Re: [BUG] pg_basebackup from disconnected standby fails

From: Robert Haas <robertmhaas(at)gmail(dot)com>
To: Michael Paquier <michael(dot)paquier(at)gmail(dot)com>
Cc: Kyotaro HORIGUCHI <horiguchi(dot)kyotaro(at)lab(dot)ntt(dot)co(dot)jp>, Amit Kapila <amit(dot)kapila16(at)gmail(dot)com>, PostgreSQL mailing lists <pgsql-hackers(at)postgresql(dot)org>, Magnus Hagander <magnus(at)hagander(dot)net>
Subject: Re: [BUG] pg_basebackup from disconnected standby fails
Date: 2016-10-21 17:02:21
Message-ID: CA+TgmoaRdyfCqcg9x-E99XCxdC4LW0zygP5qLsPhFsb6BYDKow@mail.gmail.com
Views: Raw Message | Whole Thread | Download mbox | Resend email
Thread:
Lists: pgsql-hackers

On Sun, Oct 2, 2016 at 8:52 AM, Michael Paquier
<michael(dot)paquier(at)gmail(dot)com> wrote:
>> So, if I understand correctly, then we can mark the version posted by
>> you upthread [1] which includes a test along with Kyotaro's fix can be
>> marked as Ready for committer. If so, then please change the status
>> of patch accordingly.
>
> Patch moved to next CF 2016-11, still with status "ready for committer".
>
> IMO, this thread has reached as conclusion to use this patch to
> address the problem reported:
> CAB7nPqTv5gmKQcNDoFGTGqoqXz2xLz4RRw247oqOJzZTVy6-7Q(at)mail(dot)gmail(dot)com

I spent some time reading this thread today and trying to understand
exactly what's going on here.

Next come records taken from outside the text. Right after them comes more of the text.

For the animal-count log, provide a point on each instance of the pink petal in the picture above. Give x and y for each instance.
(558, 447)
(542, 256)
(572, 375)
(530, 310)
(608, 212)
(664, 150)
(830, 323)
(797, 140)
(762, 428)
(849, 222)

Here's my attempt to restate the
problem:

1. If a restartpoint flushes no dirty buffers, then the redo location
advances but the minimum recovery point does not; therefore, the
minimum recovery point can fall behind the redo location. That's
correct behavior, because if the standby is subsequently restarted, it
can correctly begin at the checkpoint record associated with the
restartpoint and need not replay any further.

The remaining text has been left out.